December home prices continued to rise per December readings for Case-Shiller’s National and 20-City Home Price Indices. On average, national home prices increased by 5,80 percent year-over-year and exceeded November’s year-over-year reading of 5.60 percent. The 20 City Index, which analysts follow more closely than the National Home Price Index, posted a year-over-year gain of 5.60 percent in December, which exceeded an expected reading of 5.40 percent and November’s year-over-year reading of 5.20 percent growth.
West Posts Highest Home Price Growth
The West continued to dominate home price growth rates with Seattle, Washington posting 10.80 percent year-over-year growth while Portland, Oregon and Denver, Colorado posted year-over-year gains of 10.00 percent and 8.90 percent respectively. New York, New York posted the lowest year-over-year gain in home prices with year-over-year growth of 3.10 percent. Washington, D.C. followed with 4.20 percent growth in home prices; Cleveland, Ohio posted a year-over-year gain of 4.40 percent.
Home Price Growth Rate Doesn’t Indicate a New Housing Bubble
David M. Blitzer, Chairman and Managing Director of the S&P Indices Committee that oversees Case-Shiller Home Price Indices, said that home prices adjusted for inflation averaged a year-over-year growth rate of 3.80 percent. While higher than average, Mr. Blitzer said the current rate of home price growth “is not alarming.”
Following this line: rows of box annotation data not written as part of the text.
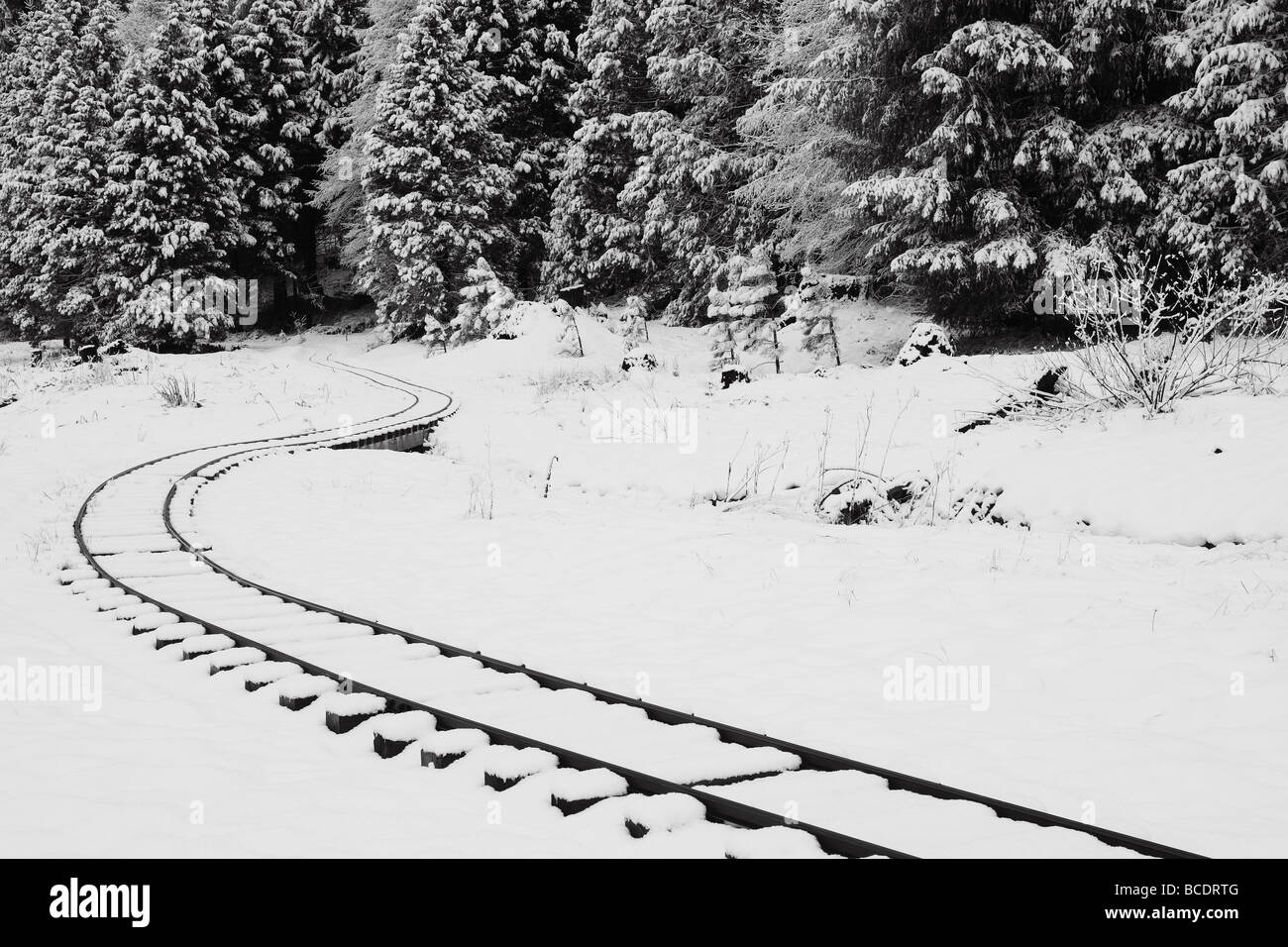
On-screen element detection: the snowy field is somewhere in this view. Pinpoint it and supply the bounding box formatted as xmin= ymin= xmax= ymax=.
xmin=0 ymin=303 xmax=1288 ymax=856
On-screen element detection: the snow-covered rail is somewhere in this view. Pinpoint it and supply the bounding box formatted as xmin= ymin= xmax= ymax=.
xmin=59 ymin=355 xmax=1197 ymax=858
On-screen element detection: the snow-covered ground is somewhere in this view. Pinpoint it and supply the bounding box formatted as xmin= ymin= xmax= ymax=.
xmin=0 ymin=308 xmax=1288 ymax=856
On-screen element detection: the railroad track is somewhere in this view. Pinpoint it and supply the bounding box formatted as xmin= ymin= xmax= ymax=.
xmin=58 ymin=362 xmax=1201 ymax=858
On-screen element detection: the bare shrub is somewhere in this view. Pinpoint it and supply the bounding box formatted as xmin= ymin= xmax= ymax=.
xmin=1061 ymin=261 xmax=1288 ymax=415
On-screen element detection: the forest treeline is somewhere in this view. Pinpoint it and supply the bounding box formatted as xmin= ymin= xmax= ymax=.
xmin=0 ymin=0 xmax=1288 ymax=346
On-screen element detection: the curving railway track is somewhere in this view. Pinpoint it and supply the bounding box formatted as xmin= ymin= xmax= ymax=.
xmin=59 ymin=353 xmax=1199 ymax=858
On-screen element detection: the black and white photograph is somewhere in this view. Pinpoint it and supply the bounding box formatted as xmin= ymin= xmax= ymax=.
xmin=0 ymin=0 xmax=1288 ymax=911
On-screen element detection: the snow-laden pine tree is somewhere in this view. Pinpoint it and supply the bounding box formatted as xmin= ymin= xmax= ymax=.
xmin=452 ymin=0 xmax=588 ymax=286
xmin=705 ymin=262 xmax=751 ymax=371
xmin=621 ymin=0 xmax=777 ymax=323
xmin=296 ymin=0 xmax=370 ymax=149
xmin=0 ymin=3 xmax=87 ymax=343
xmin=310 ymin=0 xmax=417 ymax=284
xmin=222 ymin=0 xmax=323 ymax=277
xmin=796 ymin=268 xmax=841 ymax=365
xmin=548 ymin=0 xmax=661 ymax=294
xmin=106 ymin=7 xmax=241 ymax=346
xmin=0 ymin=0 xmax=121 ymax=340
xmin=448 ymin=257 xmax=515 ymax=346
xmin=360 ymin=0 xmax=514 ymax=338
xmin=737 ymin=0 xmax=875 ymax=271
xmin=622 ymin=295 xmax=648 ymax=353
xmin=743 ymin=0 xmax=1175 ymax=324
xmin=1159 ymin=0 xmax=1288 ymax=277
xmin=729 ymin=245 xmax=783 ymax=373
xmin=555 ymin=299 xmax=587 ymax=359
xmin=425 ymin=320 xmax=447 ymax=356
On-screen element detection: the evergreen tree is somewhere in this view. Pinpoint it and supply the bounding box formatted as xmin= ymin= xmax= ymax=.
xmin=452 ymin=0 xmax=588 ymax=284
xmin=310 ymin=0 xmax=417 ymax=284
xmin=361 ymin=0 xmax=512 ymax=336
xmin=1158 ymin=0 xmax=1288 ymax=277
xmin=425 ymin=320 xmax=447 ymax=355
xmin=296 ymin=0 xmax=370 ymax=149
xmin=0 ymin=3 xmax=90 ymax=342
xmin=796 ymin=268 xmax=841 ymax=365
xmin=450 ymin=257 xmax=515 ymax=346
xmin=223 ymin=0 xmax=322 ymax=277
xmin=707 ymin=262 xmax=750 ymax=371
xmin=0 ymin=0 xmax=121 ymax=339
xmin=729 ymin=246 xmax=783 ymax=373
xmin=621 ymin=0 xmax=776 ymax=323
xmin=743 ymin=0 xmax=1176 ymax=326
xmin=622 ymin=296 xmax=648 ymax=352
xmin=549 ymin=0 xmax=661 ymax=294
xmin=555 ymin=299 xmax=587 ymax=359
xmin=106 ymin=7 xmax=240 ymax=342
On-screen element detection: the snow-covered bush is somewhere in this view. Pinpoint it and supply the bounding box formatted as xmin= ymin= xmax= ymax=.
xmin=816 ymin=472 xmax=932 ymax=526
xmin=787 ymin=266 xmax=841 ymax=365
xmin=896 ymin=322 xmax=953 ymax=366
xmin=622 ymin=346 xmax=657 ymax=371
xmin=1063 ymin=261 xmax=1288 ymax=415
xmin=555 ymin=299 xmax=587 ymax=359
xmin=622 ymin=296 xmax=648 ymax=352
xmin=729 ymin=246 xmax=783 ymax=372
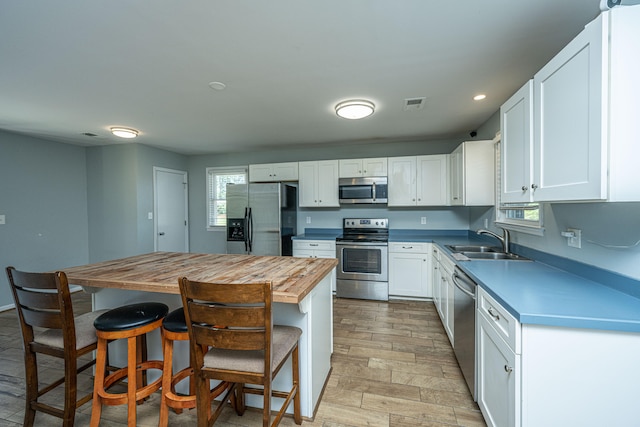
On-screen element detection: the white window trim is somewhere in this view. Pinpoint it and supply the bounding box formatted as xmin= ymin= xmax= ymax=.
xmin=205 ymin=166 xmax=249 ymax=231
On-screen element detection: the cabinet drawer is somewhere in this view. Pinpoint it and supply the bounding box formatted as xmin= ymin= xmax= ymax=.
xmin=389 ymin=242 xmax=429 ymax=254
xmin=477 ymin=287 xmax=522 ymax=354
xmin=293 ymin=240 xmax=336 ymax=255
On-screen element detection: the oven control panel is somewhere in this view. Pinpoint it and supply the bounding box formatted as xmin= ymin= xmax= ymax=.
xmin=343 ymin=218 xmax=389 ymax=229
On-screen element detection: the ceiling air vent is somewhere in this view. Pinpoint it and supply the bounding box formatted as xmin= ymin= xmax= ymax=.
xmin=403 ymin=96 xmax=427 ymax=111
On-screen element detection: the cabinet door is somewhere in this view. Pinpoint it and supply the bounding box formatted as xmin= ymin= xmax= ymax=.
xmin=431 ymin=255 xmax=443 ymax=321
xmin=317 ymin=160 xmax=340 ymax=207
xmin=338 ymin=159 xmax=362 ymax=178
xmin=500 ymin=80 xmax=533 ymax=203
xmin=389 ymin=252 xmax=432 ymax=298
xmin=362 ymin=157 xmax=387 ymax=176
xmin=249 ymin=164 xmax=274 ymax=182
xmin=533 ymin=19 xmax=608 ymax=201
xmin=416 ymin=154 xmax=449 ymax=206
xmin=298 ymin=162 xmax=318 ymax=207
xmin=449 ymin=144 xmax=464 ymax=206
xmin=387 ymin=156 xmax=416 ymax=206
xmin=273 ymin=162 xmax=298 ymax=181
xmin=476 ymin=315 xmax=520 ymax=427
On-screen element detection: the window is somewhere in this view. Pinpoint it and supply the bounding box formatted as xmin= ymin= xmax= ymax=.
xmin=207 ymin=166 xmax=247 ymax=229
xmin=496 ymin=139 xmax=544 ymax=235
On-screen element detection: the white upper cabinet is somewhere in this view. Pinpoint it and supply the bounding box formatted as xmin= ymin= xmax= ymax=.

While rising home prices may sideline moderate-income and first-time homebuyers, high demand for homes and ongoing shortages of homes for sale continued to drive prices up. Real estate pros typically consider a six-month supply of available homes an average inventory reading, but the current supply of homes for sale averages three to four months. Recently rising mortgage rates were also cited as contributing to higher home prices; rates for a 30-year fixed rate mortgage average 4.20 percent as compared to 6.40 percent on average since 1990.
Questions of affordability and rising rates could impact first-time buyers who enable current homeowners to sell their homes and “move up.” If large numbers of first-time buyers are sidelined by rising home values and mortgage rates, home prices could be impacted if investors and cash buyers fail to fill in gaps between high home prices and affordability.